Heute Nachmittag hast du mich gefragt, was los ist. Es war ja auch kaum zu übersehen, dass es mir nicht gut geht. Ich hab gesagt, ich hab keine Lust mehr auf einfach alles momentan und dass es schon irgendwie wieder wird. Aber der Grund, der Grund dafür, dass ich zwei Stunden durchgeheult habe war, das hier. Das, was ich so wie immer nur diesem Blog anvertraue und ansonsten bestmöglichst in mich hineinfresse. Und Heimweh. Ja Heimweh. Als wäre nicht alles so schon viel zu viel. Aber wenn es hier viel zu viel ist, wieso wunder ich mich denn dann, dass ich Heimweh bekomme. Es ist doch kein Wunder, dass ich grad einfach mal ein bisschen abschalten möchte und das würde momentan nun mal zu Hause am besten gehen.
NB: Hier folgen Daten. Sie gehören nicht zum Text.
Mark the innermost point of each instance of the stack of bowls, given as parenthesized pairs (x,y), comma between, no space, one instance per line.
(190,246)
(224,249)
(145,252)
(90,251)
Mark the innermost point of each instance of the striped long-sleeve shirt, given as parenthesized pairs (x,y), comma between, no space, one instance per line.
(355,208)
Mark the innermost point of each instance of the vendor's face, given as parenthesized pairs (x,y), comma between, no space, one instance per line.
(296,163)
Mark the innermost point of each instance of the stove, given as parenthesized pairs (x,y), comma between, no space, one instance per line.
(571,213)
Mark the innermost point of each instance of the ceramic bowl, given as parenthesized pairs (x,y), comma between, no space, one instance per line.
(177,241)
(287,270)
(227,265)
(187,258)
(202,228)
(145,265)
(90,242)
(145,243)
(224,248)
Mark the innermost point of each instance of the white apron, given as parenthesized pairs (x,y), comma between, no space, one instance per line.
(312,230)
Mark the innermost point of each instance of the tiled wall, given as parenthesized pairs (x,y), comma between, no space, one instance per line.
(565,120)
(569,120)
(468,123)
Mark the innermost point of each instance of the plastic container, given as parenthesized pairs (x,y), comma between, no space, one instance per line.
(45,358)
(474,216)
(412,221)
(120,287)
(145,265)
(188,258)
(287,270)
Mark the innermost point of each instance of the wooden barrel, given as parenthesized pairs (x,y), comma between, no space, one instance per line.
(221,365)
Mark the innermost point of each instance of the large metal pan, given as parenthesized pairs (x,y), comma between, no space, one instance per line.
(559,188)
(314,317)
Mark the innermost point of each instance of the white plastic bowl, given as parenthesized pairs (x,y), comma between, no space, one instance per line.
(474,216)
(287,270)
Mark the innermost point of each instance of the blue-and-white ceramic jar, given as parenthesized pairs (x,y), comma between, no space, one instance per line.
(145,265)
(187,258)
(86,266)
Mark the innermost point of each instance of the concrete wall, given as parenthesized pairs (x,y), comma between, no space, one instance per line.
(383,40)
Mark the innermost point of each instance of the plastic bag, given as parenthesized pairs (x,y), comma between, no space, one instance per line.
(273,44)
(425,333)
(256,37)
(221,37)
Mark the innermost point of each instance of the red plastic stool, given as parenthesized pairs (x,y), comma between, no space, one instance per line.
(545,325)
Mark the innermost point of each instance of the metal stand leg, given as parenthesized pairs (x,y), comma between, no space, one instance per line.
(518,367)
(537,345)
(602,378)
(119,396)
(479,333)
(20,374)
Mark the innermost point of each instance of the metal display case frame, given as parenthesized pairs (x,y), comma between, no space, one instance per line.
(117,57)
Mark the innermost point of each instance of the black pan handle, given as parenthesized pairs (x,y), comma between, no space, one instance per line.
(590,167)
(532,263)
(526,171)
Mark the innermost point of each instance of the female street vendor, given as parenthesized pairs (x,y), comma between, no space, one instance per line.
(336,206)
Und trotz allem ist es mir meistens doch irgendwie möglich, das Beste in jeder Situation zu sehen. Das gibt mir Kraft. Das stärkt mich, weiterzumachen. Genauso wie das Wissen, dass ich schon mehr Herzschmerz überlebt habe.
Lebensmut. Das ist das, das ich mir nicht nehmen lasse. Von niemandem. Nie wieder.

~ von Erdbeere - Oktober 24, 2012.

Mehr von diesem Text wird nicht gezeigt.